Why would political meetings turn one off religion?
The NYT appears to be (deliberately?) conflating Zionism with Judaism here.
Yes, Sacks was an atheist, but it was not the aforementioned "inflamed Zionist meetings" which turned him away from "organised religion."
No, what they turned him away from was something very different - political Zionism and Zionists, as can be seen from the relevant passage in his 2001 memoir:
"Zionism played a considerable part on both sides of my family. My father's sister Alida worked during the Great War as an assistant to Nahum Sokolov and Chaim Weizmann, the leaders of Zionism at the time, and with her gift for languages, was entrusted with the translation of the Balfour Declaration in 1917 into French and Russian, and her son Aubrey, even as a boy, was a learned and eloquent Zionist (and later, as Abba Eban, the first Israeli ambassador to the UN). My parents, as doctors with a large house, were expected to provide a venue, a hospitable place, for Zionist meetings, and such meetings often took over the house in my childhood. I would hear them from my bedroom upstairs - raised voices, endless argument, passionate poundings on the table - and every so often a Zionist, flushed with anger or enthusiasm, would barge into my room, looking for the loo.
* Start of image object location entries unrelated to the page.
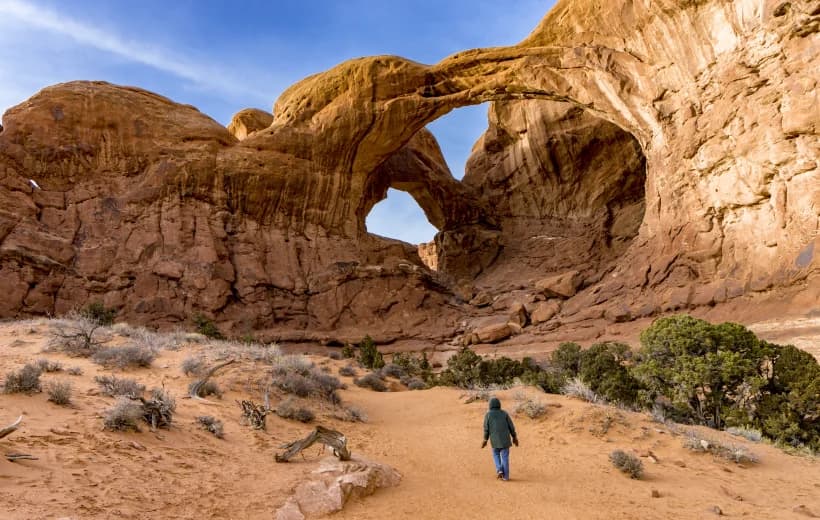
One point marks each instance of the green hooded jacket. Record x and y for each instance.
(498, 426)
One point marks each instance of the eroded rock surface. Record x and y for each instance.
(336, 483)
(666, 151)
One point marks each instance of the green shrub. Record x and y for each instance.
(466, 369)
(99, 313)
(627, 463)
(578, 389)
(789, 408)
(392, 370)
(601, 367)
(207, 327)
(707, 371)
(348, 352)
(48, 366)
(413, 383)
(369, 355)
(566, 359)
(532, 408)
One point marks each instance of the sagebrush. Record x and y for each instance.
(25, 381)
(627, 463)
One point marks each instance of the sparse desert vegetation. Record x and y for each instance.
(59, 392)
(129, 412)
(24, 380)
(113, 386)
(627, 463)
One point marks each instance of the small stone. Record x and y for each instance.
(803, 510)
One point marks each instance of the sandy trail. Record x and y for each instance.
(560, 471)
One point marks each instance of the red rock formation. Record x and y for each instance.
(667, 151)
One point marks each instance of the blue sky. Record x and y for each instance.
(224, 56)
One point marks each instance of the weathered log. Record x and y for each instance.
(20, 456)
(196, 386)
(11, 427)
(336, 440)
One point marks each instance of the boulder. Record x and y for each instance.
(493, 333)
(544, 311)
(518, 315)
(563, 285)
(333, 485)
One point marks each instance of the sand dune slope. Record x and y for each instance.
(432, 437)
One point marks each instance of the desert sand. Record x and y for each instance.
(432, 437)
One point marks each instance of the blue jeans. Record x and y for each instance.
(501, 457)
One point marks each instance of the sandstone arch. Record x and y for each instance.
(156, 209)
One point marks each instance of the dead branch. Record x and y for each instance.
(254, 414)
(20, 456)
(11, 427)
(196, 386)
(336, 440)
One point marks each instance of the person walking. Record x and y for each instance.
(499, 428)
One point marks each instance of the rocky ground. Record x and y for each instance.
(431, 437)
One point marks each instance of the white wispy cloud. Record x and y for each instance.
(203, 75)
"Those meetings seemed to take a lot out of my parents - they would look pale and exhausted after each one - but they felt a duty to host them. I never heard them talk between themselves about Palestine or Zionism, and I suspected they had no strong convictions on the subject, at least until after the war, when the horror of the Holocaust made them feel there should be a 'National Home'. I felt they were bullied by the organizers of these meetings, and by the gangsterlike evangelists who would pound at the front door and demand large sums for yeshivas or 'schools in Israel'. My parents, clearheaded and independent in most other ways, seemed to become soft and helpless in the face of these demands, perhaps driven by a sense of obligation or anxiety. My own feelings (which I never discussed with them) were passionately negative: I came to hate Zionism and evangelism and politicking of every sort, which I regarded as noisy and intrusive and bullying. I longed for the quiet discourse, the rationality, of science." (Uncle Tungsten: Memories of a Chemical Boyhood, pp 15-16)
The question arises: is the NYT covering for Zionism here?
PS: Considering his childhood experience of Zionist bullying, Sacks would have been well-placed to write another book with a title as catchy as The Man Who Mistook His Wife for a Hat - 'The People Who Mistook Someone Else's Country for Their Own'.